One year ago, Shante Dunn started a movement to lift up women and help build their self-confidence.
“What we’re trying to do is instill body positivity in all women, regardless of ethnicity, the shape or the size that they’re in,” Dunn said. “We encourage them to love who you are.”
Dunn’s movement — called Curve Game Matters — will be hosting its first fashion show on Saturday to further that message, but there will be no professional models.
“These are just regular people walking the runway,” Dunn said.
She wanted the first event to be a fashion show because it shows women of all shapes and sizes who are confident enough to wear what they want — not high fashion or designer clothes necessarily — and walk the runway.
“You don’t have to be a runway model to look beautiful,” Dunn said.

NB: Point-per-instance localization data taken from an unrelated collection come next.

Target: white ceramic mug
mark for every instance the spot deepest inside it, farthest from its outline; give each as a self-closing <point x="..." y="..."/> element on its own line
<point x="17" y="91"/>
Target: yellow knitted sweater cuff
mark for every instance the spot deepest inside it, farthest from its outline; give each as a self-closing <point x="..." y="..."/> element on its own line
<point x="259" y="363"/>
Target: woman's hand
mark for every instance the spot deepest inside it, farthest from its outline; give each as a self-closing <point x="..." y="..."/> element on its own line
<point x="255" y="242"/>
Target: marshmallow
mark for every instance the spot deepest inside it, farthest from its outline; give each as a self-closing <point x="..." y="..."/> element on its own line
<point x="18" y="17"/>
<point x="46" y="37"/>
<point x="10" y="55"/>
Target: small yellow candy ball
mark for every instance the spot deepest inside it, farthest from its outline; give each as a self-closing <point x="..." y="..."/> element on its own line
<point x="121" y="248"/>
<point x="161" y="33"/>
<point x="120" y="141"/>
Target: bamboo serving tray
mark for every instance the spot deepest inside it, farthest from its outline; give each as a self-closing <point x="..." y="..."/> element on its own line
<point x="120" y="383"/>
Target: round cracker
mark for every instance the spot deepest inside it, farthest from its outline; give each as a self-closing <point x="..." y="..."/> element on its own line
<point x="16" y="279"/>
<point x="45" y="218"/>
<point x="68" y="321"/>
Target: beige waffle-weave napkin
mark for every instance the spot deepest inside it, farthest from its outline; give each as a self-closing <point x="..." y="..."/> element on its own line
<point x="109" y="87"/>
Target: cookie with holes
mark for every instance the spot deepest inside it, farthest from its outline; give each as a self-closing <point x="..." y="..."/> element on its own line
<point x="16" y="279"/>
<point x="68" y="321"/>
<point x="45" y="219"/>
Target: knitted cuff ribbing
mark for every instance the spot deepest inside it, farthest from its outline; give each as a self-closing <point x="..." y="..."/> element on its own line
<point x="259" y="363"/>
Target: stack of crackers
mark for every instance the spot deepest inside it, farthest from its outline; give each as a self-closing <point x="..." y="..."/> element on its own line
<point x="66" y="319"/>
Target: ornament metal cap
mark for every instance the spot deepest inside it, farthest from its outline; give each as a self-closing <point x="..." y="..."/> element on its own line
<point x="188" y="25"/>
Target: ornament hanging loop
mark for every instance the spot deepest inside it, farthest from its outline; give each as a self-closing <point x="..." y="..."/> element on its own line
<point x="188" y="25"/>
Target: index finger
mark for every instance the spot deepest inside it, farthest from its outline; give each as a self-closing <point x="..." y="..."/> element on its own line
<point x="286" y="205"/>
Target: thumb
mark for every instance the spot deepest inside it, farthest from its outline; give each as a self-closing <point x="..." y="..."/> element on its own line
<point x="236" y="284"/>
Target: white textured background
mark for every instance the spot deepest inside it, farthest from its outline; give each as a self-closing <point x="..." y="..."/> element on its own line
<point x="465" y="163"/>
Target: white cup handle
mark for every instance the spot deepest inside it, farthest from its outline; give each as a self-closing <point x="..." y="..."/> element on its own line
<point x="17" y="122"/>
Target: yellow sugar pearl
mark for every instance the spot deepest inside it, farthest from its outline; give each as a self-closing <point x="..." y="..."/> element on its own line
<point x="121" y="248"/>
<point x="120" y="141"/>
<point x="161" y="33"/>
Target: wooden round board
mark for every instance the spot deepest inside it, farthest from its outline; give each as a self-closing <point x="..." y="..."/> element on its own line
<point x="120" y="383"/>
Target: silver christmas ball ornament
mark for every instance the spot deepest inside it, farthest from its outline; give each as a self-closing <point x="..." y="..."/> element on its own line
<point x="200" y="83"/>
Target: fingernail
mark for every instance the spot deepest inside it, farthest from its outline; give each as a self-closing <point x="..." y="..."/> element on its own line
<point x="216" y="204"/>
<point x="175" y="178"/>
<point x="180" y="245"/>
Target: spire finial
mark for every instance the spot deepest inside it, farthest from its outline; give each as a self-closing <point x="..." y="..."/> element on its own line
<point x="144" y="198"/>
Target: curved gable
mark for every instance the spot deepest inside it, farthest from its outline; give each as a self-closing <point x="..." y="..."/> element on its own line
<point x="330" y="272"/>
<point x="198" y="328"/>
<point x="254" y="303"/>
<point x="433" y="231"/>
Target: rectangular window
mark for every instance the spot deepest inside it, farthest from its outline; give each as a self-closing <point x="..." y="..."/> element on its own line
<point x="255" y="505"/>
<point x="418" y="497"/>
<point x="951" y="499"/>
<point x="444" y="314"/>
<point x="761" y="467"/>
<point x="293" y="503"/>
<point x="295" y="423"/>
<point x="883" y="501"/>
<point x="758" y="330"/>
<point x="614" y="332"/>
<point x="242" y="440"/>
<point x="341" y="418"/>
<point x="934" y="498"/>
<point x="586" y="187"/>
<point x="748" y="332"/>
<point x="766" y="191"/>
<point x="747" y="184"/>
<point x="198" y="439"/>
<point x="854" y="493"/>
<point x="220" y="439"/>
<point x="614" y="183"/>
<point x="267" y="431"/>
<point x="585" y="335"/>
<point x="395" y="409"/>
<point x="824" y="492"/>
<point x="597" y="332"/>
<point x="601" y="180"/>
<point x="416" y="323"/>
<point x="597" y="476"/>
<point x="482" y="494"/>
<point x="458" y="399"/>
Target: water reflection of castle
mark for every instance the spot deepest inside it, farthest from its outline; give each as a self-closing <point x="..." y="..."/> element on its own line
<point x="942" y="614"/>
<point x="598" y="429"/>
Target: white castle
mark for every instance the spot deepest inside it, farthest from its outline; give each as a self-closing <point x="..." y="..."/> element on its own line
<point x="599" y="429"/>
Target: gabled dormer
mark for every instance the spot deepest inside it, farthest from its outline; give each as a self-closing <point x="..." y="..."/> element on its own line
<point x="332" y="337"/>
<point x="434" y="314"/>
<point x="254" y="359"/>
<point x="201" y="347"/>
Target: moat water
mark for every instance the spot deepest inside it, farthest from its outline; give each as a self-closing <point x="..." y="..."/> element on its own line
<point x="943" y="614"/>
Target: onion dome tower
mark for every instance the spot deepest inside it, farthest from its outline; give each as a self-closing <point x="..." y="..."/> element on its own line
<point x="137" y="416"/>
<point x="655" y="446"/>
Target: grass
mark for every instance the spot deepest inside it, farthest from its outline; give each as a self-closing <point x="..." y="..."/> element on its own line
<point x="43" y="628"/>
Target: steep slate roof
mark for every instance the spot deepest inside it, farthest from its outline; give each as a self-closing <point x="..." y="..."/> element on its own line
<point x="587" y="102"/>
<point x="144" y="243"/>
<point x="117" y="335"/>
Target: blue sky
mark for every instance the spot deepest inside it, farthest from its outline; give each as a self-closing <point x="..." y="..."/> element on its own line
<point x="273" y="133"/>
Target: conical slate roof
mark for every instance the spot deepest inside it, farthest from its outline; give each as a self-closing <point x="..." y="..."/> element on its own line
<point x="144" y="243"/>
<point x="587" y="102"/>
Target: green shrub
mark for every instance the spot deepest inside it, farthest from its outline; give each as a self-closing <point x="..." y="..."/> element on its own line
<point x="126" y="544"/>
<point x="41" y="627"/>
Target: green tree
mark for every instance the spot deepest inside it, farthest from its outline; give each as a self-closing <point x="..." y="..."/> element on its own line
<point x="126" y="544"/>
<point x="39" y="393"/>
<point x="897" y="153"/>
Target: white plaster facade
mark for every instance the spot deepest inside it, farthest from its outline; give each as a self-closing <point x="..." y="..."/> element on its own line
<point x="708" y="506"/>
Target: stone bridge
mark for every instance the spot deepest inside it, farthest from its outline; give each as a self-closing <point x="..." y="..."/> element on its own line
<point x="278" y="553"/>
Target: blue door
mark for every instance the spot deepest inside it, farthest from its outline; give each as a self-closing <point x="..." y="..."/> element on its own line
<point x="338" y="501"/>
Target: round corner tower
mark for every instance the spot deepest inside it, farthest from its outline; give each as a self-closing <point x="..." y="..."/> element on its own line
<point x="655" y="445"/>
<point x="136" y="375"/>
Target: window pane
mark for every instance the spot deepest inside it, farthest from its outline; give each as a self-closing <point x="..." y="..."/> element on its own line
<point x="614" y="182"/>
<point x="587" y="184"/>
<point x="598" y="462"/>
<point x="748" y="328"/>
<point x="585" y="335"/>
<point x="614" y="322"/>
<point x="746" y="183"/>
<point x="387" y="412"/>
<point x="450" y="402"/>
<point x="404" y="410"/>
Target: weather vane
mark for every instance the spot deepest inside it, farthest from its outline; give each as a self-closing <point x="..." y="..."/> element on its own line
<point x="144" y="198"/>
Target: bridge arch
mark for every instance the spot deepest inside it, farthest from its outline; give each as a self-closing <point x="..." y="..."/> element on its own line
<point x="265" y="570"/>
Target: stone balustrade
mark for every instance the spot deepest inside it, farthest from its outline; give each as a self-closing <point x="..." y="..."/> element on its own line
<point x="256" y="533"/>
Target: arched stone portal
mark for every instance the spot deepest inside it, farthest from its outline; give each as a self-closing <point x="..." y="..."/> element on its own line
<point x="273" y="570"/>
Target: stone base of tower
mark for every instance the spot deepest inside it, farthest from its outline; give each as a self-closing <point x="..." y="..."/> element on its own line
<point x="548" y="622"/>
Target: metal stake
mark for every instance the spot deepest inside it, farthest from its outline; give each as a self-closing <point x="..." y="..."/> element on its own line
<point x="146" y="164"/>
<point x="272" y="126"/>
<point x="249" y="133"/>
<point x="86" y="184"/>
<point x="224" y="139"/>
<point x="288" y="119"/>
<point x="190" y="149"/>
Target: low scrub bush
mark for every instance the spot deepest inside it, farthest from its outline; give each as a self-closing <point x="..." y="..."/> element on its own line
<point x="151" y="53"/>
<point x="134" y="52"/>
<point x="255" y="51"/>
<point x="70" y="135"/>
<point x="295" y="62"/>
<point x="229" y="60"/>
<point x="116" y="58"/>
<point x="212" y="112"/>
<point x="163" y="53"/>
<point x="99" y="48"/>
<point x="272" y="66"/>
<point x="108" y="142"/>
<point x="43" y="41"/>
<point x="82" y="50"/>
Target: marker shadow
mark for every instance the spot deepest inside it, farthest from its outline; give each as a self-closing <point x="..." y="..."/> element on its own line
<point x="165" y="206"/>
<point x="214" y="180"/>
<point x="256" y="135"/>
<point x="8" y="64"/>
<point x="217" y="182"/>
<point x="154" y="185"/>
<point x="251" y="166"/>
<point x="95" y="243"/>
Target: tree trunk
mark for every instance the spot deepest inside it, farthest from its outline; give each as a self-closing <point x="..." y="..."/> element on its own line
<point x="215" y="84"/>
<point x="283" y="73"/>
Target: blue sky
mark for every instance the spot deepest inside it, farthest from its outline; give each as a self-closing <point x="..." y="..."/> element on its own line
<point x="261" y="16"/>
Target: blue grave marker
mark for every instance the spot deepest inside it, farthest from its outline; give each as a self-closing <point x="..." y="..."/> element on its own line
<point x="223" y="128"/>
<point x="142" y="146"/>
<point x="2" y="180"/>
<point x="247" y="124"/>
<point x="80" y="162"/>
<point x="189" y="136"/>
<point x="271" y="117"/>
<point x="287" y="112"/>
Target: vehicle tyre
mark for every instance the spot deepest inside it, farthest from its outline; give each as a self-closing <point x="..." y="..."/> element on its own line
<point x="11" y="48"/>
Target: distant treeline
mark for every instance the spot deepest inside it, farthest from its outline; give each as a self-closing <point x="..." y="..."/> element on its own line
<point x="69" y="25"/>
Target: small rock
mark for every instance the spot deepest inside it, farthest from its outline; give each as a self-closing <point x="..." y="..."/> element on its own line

Curve Game does not encourage or discourage people from making body alterations, such as getting breast implants, but the movement exists to help women love themselves.
“Do what you need to do for you first, and then we’ll worry about that other person,” she said. “If you love you, [they’ll] love you. … If you love yourself, people are going to see that you have confidence in yourself, regardless of what you look like, and then you can build from that.”
Her goal, she said, is to help women feel confident in their bodies without the need to go out and get plastic surgery or feel like they have to look a certain way.
“If you want [surgery], that’s fine, but don’t do it for anybody else,” Dunn said. “We’re not saying don’t do it, but we’re saying be confident in what you are going to do.”
There are women who are “disgusted” with their bodies and lack self-confidence, she said, noting many get discouraged if they do not have a significant other because they think it is because of the way they look. The Curve Game Matters group on Facebook is there to make sure women know they have support, Dunn said.
“We’re supposed to build each other up and make sure you don’t have to fall short of that, and I want to make sure there’s no woman out there that’s falling short of it because of the way you might look or the way you talk,” she said.
Currently, the Facebook group is a “VIP group” that people can join for $5. That money, along with T-shirt sales, go toward purchasing gift cards for women who need help with gas, groceries or other bills.
The group exists, Dunn said, to build women up and let them know, “We care, and we’re here for you.”
The CGM Fashion Show is scheduled for 6 p.m. Saturday at the Brazos County Expo Complex. Tickets to the fashion show, VIP memberships and other merchandise can be purchased at curvegamematters.com.
Though Dunn started the movement in the Brazos Valley, the Houston native said she wants to spread Curve Game into her hometown and beyond.
“I want it to go all around the world, so ladies will know you don’t have to be any shape, you don’t have to be any size, you don’t have to be any race to be loved. You’ll be loved regardless,” she said. “You have to build confidence in yourself. ... You have to love yourself first. How is anyone else going to love you if you don’t love you?”